Let me try to think of a way to answer this succinctly.
First, on the subject of maxing out characters or achieving very high ability scores to be considered "viable": "Viable" in DCC RPG means you survived a zero-level adventure and now get the chance to earn level 1. The game works on what I have come to call the "character funnel." First, everyone rolls three PCs per player. Their ability scores are 3d6 straight down the line, they're all 0-level with minimal equipment, and they have 1d4 hit points each. 1 or 2 (or sometimes all 3) of these PCs are killed in the first adventure, leaving each player with 1 or maybe 2 PCs at the end. Then, from this pathetic bunch of anti-heroes, classes are chosen based on what the survivors' ability scores and Luck rolls best suit them toward. I rarely see a character who rolls an 18 on anything -- and it is rarer still that such a PC survives level 0. (I actually played in a game two weeks ago where only one out of 21 0-level PCs rolled an 18 Strength. He was a hero! With +4 to hit he was always in the front lines stabbing away with his pitchfork. Unfortunately, heroes die fast in this game. He never made it to level 1. On the other hand, the pathetic farmers in the rear ranks did
survive...with their Str scores in the 8-11 range...)
This is the "character funnel" and it is how I ensure there is no min-maxing or power gaming. All chargen is randomized and every character has to "run the gauntlet" at 0-level simply to survive.
Second, regarding monster construction, 3E had this elaborate process for the correlations between monster HD, AC, ability scores, skill points, and so on. Remember how it would take forever
to build a monster in 3E? (Side note: I had to actually hire stat editors under 3E to specifically check all the math on the published stat blocks -- too many interconnected complexities!) This annoyed me not just for the time expenditure but because it has absolutely no impact on game play.
Little-publicized fact regarding my attitude toward stat blocks: yes, I hired stat editors to proof them because there is a segment of the gaming public that demands accurate stat blocks, but wow, does it really matter?? At all?? If you forget the synergy bonus on Climb in the orc warlord's stat block, will it EVER come up in game play? No!! Rules that do not affect game play should simply not exist. Rules that the players will never encounter should simply never be published. There was far too much complexity in 3E which simply had no impact on game play. I could run a game where the orc had the exact right stat block, and run another one where I slapped something together that was more-or-less right, and to the players
those two games felt the same. So why spend all that time on the monster stat blocks?? If a rule doesn't impact the players, don't waste the pages to print it. This is why we have 400-page rule books nowadays, when the game took 64 pages to explain in 1982...
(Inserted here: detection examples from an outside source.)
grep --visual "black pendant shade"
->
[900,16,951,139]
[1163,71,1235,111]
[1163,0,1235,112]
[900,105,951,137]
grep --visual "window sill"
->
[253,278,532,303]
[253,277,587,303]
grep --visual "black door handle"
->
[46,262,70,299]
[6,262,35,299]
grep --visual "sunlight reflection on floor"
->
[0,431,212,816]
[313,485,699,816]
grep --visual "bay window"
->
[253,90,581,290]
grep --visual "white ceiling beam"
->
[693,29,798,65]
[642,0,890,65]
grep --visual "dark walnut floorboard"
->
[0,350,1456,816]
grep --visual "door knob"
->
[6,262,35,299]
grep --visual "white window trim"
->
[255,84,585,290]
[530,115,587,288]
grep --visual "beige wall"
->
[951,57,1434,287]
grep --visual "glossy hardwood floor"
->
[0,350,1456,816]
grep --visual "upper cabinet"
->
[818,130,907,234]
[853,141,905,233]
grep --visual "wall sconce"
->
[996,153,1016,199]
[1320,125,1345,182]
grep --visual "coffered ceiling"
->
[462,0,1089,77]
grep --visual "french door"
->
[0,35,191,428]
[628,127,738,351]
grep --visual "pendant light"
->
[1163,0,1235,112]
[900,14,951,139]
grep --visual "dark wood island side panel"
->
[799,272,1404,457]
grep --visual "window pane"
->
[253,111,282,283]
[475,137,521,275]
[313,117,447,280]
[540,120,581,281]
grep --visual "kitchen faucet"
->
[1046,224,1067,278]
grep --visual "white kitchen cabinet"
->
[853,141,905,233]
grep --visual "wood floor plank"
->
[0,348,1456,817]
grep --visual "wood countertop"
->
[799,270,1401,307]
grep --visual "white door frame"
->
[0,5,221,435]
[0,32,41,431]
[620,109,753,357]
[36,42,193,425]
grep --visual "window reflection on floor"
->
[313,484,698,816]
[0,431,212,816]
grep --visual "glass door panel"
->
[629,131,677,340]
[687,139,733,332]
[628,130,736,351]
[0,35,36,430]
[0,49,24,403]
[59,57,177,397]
Okay, rant mode off, but you see my point. In DCC RPG the monster creation system is much more free-form. As such there will be plenty of examples for monsters to use as examples, and the judge is encouraged to create many of his own monsters, too. There are plenty of examples in literature of creatures that have legitimately 20-plus armor classes (the iron statues faced by Conan in Iron Shadows of the Moon immediately come to mind) but there is no system mandating that "a 10 HD creature must have a +7 armor class bonus", so there will be no direct correlation between HD and AC unless the judge so wills it.
As for the "combat slog," again, opposite circumstance. Combat ends quickly. PCs still die way too fast. Working on it.
I guess the simplest way to answer is to say: I really like the core mechanic of 3E, which is to "roll d20, add something, and try to score high enough to beat a target value." That doesn't mean I like feats, skill points, attacks of opportunity, miniatures, combat grids, the monster stat system, prestige classes, or certain other things that add complexity...
Hope that helps. Bit of a rant but I hope it makes sense.